The late English writer Douglas Adams is best known as the author of the 1979 book The Hitchhiker’s Guide to the Galaxy. But there is much more to Adams than what is written in his Wikipedia entry. Whether or not you need to know that his birth sign is Pisces or that libraries worldwide store his books under the same string of numbers — 13230702 — you can if you head to an overlooked corner of the Wikimedia Foundation called Wikidata.Â
There, images, text, keywords, and other information related to Adams are stored both in a webpage and, for the robots among us, in formats designed for machines like JSON.Â
Now, Wikidata is getting a new AI-friendly database that makes it easier for large language models to ingest the information. The database comes from the Wikipedia Embedding Project out of the German chapter of the Wikimedia Foundation, Wikimedia Deutschland, which oversees Wikidata. The Berlin-based team spent the past year using a large language model to turn the 19 million entries within Wikidata from clunkily structured data into vectors that capture the context and meaning around the Wikidata entry.Â
In this vectorized format, information is best imagined like a graph with dots and interconnected lines — Adams would be connected to “human” as well as the titles of his books, Lydia Pintscher, Wikidata portfolio lead, told The Verge.

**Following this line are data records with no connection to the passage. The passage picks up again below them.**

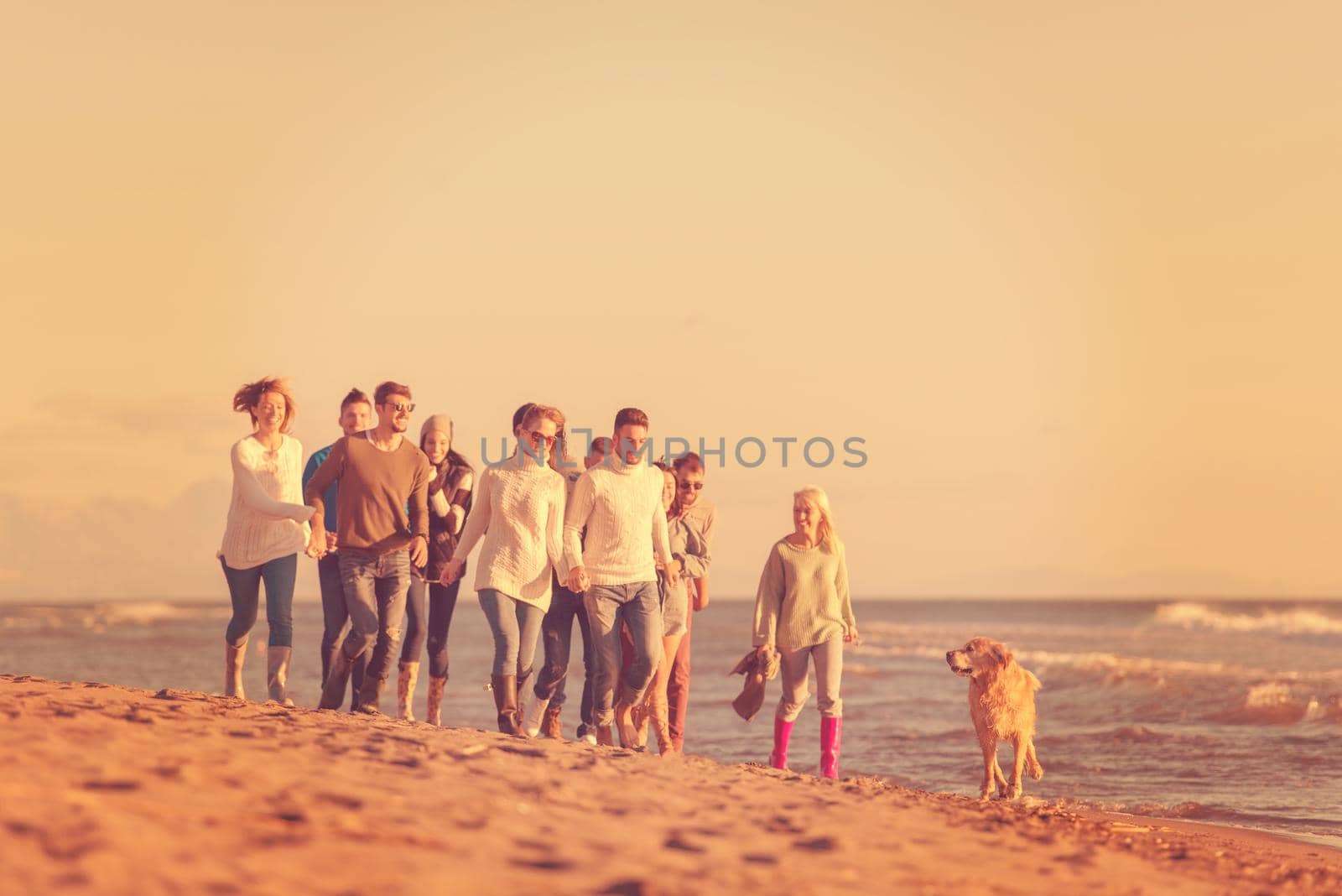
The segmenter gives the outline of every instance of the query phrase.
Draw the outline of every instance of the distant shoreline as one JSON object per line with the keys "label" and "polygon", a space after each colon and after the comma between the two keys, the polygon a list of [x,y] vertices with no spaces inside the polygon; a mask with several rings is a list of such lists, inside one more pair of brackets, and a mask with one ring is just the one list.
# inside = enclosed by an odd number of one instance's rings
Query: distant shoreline
{"label": "distant shoreline", "polygon": [[20,892],[1342,888],[1342,850],[274,703],[0,675]]}

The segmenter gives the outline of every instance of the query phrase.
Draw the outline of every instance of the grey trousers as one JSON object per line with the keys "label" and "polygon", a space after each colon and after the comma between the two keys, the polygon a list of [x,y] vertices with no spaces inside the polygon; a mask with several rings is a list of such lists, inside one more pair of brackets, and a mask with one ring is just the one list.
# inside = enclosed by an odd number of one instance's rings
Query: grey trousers
{"label": "grey trousers", "polygon": [[811,693],[811,661],[816,663],[816,685],[820,691],[820,715],[841,719],[843,700],[839,699],[839,680],[843,677],[843,636],[792,651],[778,648],[778,677],[782,679],[782,697],[777,716],[793,722],[801,714]]}
{"label": "grey trousers", "polygon": [[620,684],[620,702],[643,700],[662,661],[662,602],[656,582],[593,585],[582,596],[596,648],[592,676],[592,719],[599,726],[615,720],[615,688],[620,677],[620,622],[633,636],[633,663]]}

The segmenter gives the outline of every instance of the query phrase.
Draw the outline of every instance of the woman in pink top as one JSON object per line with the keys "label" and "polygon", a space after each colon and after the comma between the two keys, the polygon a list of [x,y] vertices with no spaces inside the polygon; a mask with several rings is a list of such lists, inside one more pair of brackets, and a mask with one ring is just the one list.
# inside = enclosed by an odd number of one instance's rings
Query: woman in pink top
{"label": "woman in pink top", "polygon": [[313,518],[313,508],[303,503],[303,447],[287,435],[297,408],[289,385],[267,377],[239,389],[234,410],[251,416],[252,433],[232,448],[234,494],[219,549],[234,605],[224,636],[224,693],[244,696],[243,660],[264,582],[270,626],[266,683],[270,699],[293,706],[287,680],[294,644],[294,577]]}

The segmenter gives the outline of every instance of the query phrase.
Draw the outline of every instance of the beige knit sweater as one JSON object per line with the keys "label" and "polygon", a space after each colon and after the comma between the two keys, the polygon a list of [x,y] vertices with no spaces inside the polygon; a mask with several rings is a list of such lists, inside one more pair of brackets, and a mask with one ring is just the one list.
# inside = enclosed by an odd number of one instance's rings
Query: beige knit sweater
{"label": "beige knit sweater", "polygon": [[756,593],[754,644],[796,651],[858,628],[843,543],[794,547],[778,539]]}
{"label": "beige knit sweater", "polygon": [[619,459],[582,473],[564,516],[569,567],[585,567],[593,585],[655,582],[654,553],[663,563],[671,562],[663,483],[656,467],[631,467]]}
{"label": "beige knit sweater", "polygon": [[475,590],[494,589],[546,610],[550,570],[564,565],[564,476],[549,467],[515,459],[488,467],[475,486],[475,506],[454,558],[464,559],[483,537],[475,566]]}
{"label": "beige knit sweater", "polygon": [[234,495],[219,547],[224,562],[251,569],[307,547],[313,508],[303,504],[303,445],[283,436],[279,448],[267,451],[247,436],[229,457]]}

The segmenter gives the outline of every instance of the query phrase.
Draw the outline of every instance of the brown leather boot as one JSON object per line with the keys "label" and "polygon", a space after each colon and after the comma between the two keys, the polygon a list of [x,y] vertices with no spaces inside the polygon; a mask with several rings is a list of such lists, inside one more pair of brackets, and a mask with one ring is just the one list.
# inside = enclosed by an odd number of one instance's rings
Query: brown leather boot
{"label": "brown leather boot", "polygon": [[428,706],[424,707],[424,720],[429,724],[443,724],[443,692],[447,691],[447,676],[428,676]]}
{"label": "brown leather boot", "polygon": [[629,707],[629,722],[633,723],[633,746],[647,748],[648,746],[648,708],[647,700]]}
{"label": "brown leather boot", "polygon": [[541,720],[541,736],[554,738],[556,740],[564,739],[564,723],[560,722],[560,711],[564,710],[564,704],[549,706],[545,708],[545,718]]}
{"label": "brown leather boot", "polygon": [[266,687],[270,699],[286,707],[294,706],[289,699],[289,659],[293,653],[291,647],[266,648]]}
{"label": "brown leather boot", "polygon": [[521,734],[522,720],[517,712],[517,676],[493,675],[490,685],[494,689],[494,708],[499,714],[499,731],[503,734]]}
{"label": "brown leather boot", "polygon": [[652,735],[658,739],[658,754],[668,757],[675,752],[675,743],[671,740],[670,707],[664,693],[652,695],[648,719],[652,722]]}
{"label": "brown leather boot", "polygon": [[243,693],[243,661],[247,659],[247,638],[234,647],[224,641],[224,696],[246,700]]}
{"label": "brown leather boot", "polygon": [[407,722],[415,720],[415,683],[419,680],[419,663],[401,663],[396,676],[396,714]]}
{"label": "brown leather boot", "polygon": [[624,703],[623,699],[615,704],[615,730],[620,735],[620,746],[627,750],[639,750],[639,732],[633,727],[633,704]]}

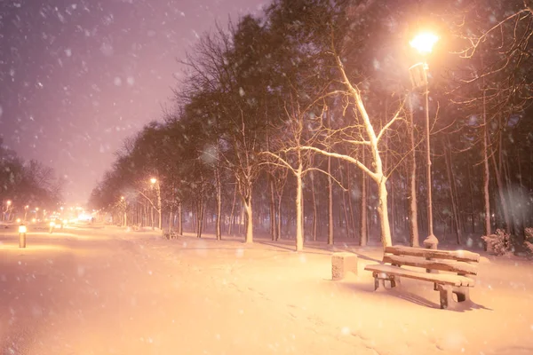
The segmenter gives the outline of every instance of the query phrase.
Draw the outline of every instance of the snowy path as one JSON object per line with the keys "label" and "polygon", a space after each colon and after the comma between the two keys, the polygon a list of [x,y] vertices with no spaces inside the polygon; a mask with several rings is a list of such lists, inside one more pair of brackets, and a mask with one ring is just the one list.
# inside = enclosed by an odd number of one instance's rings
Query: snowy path
{"label": "snowy path", "polygon": [[[330,252],[114,228],[0,233],[0,354],[529,354],[533,267],[481,263],[474,302],[330,280]],[[287,248],[286,248],[287,247]]]}
{"label": "snowy path", "polygon": [[290,307],[233,283],[227,263],[205,268],[143,246],[150,241],[69,233],[76,235],[28,235],[23,250],[2,239],[1,354],[353,349],[353,342],[300,322]]}

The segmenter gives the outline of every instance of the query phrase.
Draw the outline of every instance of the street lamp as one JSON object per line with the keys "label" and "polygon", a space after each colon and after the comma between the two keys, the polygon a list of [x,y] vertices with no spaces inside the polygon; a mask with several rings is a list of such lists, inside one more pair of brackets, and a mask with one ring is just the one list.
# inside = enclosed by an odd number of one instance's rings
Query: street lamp
{"label": "street lamp", "polygon": [[157,211],[159,212],[159,229],[161,230],[161,190],[159,186],[159,181],[155,178],[150,178],[152,185],[155,185],[155,191],[157,193]]}
{"label": "street lamp", "polygon": [[24,224],[19,225],[19,248],[26,248],[26,232],[28,228]]}
{"label": "street lamp", "polygon": [[9,214],[9,207],[11,206],[11,204],[12,204],[11,200],[8,200],[8,201],[5,201],[5,210],[2,211],[2,220],[3,221],[5,220],[5,215]]}
{"label": "street lamp", "polygon": [[120,196],[120,201],[122,202],[122,208],[124,209],[124,221],[123,221],[124,225],[123,226],[125,227],[128,225],[128,224],[127,224],[128,215],[126,214],[126,209],[127,209],[128,206],[126,204],[126,199],[124,198],[124,196]]}
{"label": "street lamp", "polygon": [[415,48],[423,57],[423,62],[414,65],[410,68],[413,86],[424,86],[426,89],[426,155],[427,165],[427,226],[428,236],[424,241],[424,245],[427,248],[436,249],[439,240],[434,234],[433,229],[433,206],[432,206],[432,180],[431,180],[431,146],[429,138],[429,84],[427,72],[429,67],[426,60],[426,56],[431,53],[434,45],[437,43],[439,37],[434,34],[424,32],[415,36],[410,42],[411,47]]}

While the front-end user experience will remain the same — no, Wikipedia is not becoming a chatbot, the project leaders say — the back end will become easier for AI developers to access when building, for example, their own chatbots using the data.Â
The goal of the project is to level the playing field for AI developers outside the monied core of Big Tech, Pintscher said. Companies like OpenAI and Anthropic have the resources to vectorize Wikidata, just like Pintscher and her team did. It’s the smaller outfits that most benefit from the new access to curated data stored in the vaults of Wikidata. “Really, for me, it’s about giving them that edge up and to at least give them a chance, right?” Pintscher said.Â
She points to Govdirectory as an example project that harnessed Wikidata’s vast data curated by volunteers for good. The platform allows users to find the social media handles and emails for public officials across the world.Â
Most AI chatbots prioritize popular words and topics across the internet. In addition to giving Little Tech a leg up, the team hopes that easier access to Wikidata will result in AI systems that better reflect niche topics not widely represented across the internet, Pintscher said. This could be a better way to get information into ChatGPT, for instance, than “generating a ton of content and then waiting for the next time for ChatGPT to retrain, and maybe, or maybe not, taking into account what you contributed,” Pintscher said.Â
In practice, the vectors will allow AI systems to better access the context around information in addition to the information itself, Philippe SaadĂ©, Wikidata AI project manager, told The Verge.Â
The team used a model from AI company Jina AI to turn Wikidata’s structured data, captured through September 18th, 2024, into vectors. IBM company DataStax currently provides the infrastructure to store the vector database to the project for free.Â
The team is waiting for feedback from developers who use the database before updating it with information added over the last year. While the current database does not include entirely new information added in the last year, Saadé says small edits or tweaks to existing Wikidata will not diminish the database’s usefulness. “At the end of the day, the vector that we’re computing is like a general idea of an item, so if some small edit has been made on Wikidata, it’s not going to be super relevant,” he said.
This sounds like an exciting initiative from Wikimedia! Enhancing access to data can really benefit both users and AI developers. It’s always great to see efforts that promote knowledge sharing and innovation.
Absolutely, it really opens up new possibilities for both researchers and developers. With easier access to data, we might see more innovative AI applications that can help us understand and analyze information in ways we haven’t considered before.
I completely agree! It’s fascinating to think about how this could enhance collaboration between human researchers and AI. The potential for increased accessibility to such a vast amount of knowledge could lead to innovative projects we haven’t even imagined yet.
Absolutely! The potential for AI to help streamline the search process could really open up new opportunities for researchers and creators alike. Plus, it might lead to innovative ways to interact with the vast amount of information available on Wikimedia.
I completely agree! It’s exciting to think about how AI could enhance the way we access and interpret such a vast amount of information. Additionally, this could lead to more innovative uses of Wikimedia’s data in various fields, from education to research.
Absolutely! It’s fascinating to consider how AI could not only improve accessibility but also help in uncovering new insights from the vast wealth of information on Wikimedia. The potential for collaborative projects between AI developers and the Wikimedia community could lead to innovative educational tools as well.
I completely agree! It’s exciting to think about how AI can enhance not just accessibility but also the way we interact with vast knowledge bases. With tools like these, even niche topics could become more discoverable and engaging for everyone.
the depth of information we can explore. With Wikimedia’s efforts, we might see even more innovative applications that help us uncover insights from lesser-known works and authors. It’s a great time for both AI and literature!